Verizon Wireless has enough data (100… 500 time series KPIs per cell) that they use to feed anomaly detection ML algorithms and this generates a huge number of alarms, but only a few actionable outputs. 

The “big elephant” (Nick Feamster) is to identify if these alarms indicating real problems that can and have to be fixed or if they just indicate a new behavior of e.g. a new handset or a SW version that was not present in the training phase of the ML algorithm and hence, its pattern is detected as a new “anomaly”. 

For Bryan Larish (Director Wireless AI Innovation, Verizon) the “big open problem” is “that it is not clear what the labels are” and “no standard training sets exist”. 

[For more details watch the video section between 52.00 min and 57:32 min and listen to Bryan’s experience!] 

In most cases Verizon seems to need subject matter experts to classify and label these anomaly alarms due to “the huge diversity” in data pattern. 

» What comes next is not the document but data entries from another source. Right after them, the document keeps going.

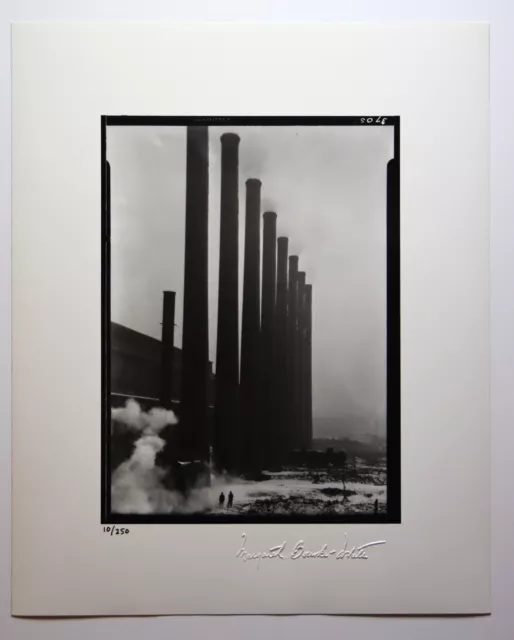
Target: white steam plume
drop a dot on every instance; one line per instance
(137, 484)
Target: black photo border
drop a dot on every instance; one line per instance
(393, 394)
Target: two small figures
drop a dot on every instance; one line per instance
(230, 500)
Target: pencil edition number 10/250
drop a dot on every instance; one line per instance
(116, 531)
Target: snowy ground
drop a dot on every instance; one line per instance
(306, 491)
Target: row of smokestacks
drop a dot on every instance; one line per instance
(263, 407)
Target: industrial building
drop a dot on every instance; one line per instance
(257, 406)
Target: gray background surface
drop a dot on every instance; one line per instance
(501, 16)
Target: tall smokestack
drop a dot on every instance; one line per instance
(280, 342)
(308, 375)
(194, 441)
(167, 348)
(269, 283)
(301, 355)
(250, 332)
(292, 364)
(226, 441)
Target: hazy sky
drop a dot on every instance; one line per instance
(328, 188)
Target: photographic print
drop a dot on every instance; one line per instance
(251, 319)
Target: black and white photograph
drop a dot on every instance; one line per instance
(251, 319)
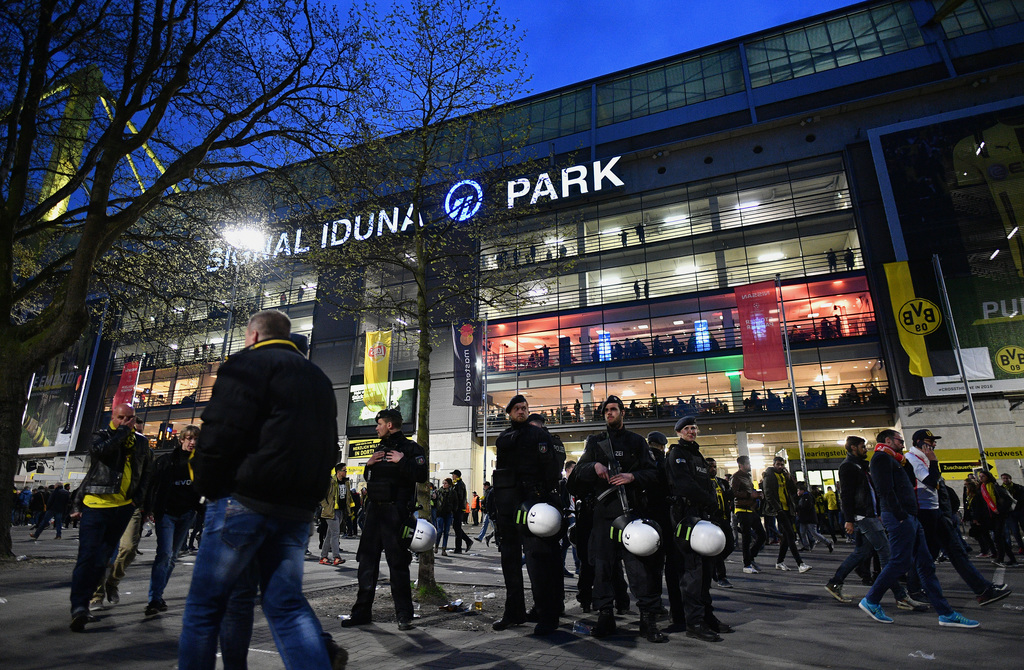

According to Bryan only for very few selected use cases it is possible to build an automated loop to fix the issue. Especially the root causes of radio interference are often mechanical or cabling issues that need manual work to get fixed. 

All in all it is my personal impression at the end of the session that anomaly detection is currently a bit overhyped and that the real challenges and problems to be resolved start after anomalies are detected.

Nevertheless, as Bryan summarizes: “ML is a very, very powerful tool.” 

However, strategically he seems not to see a lot of value in anomaly detection by itself, but rather: “Can we use machine learning (results) to change how we build networks in the future?”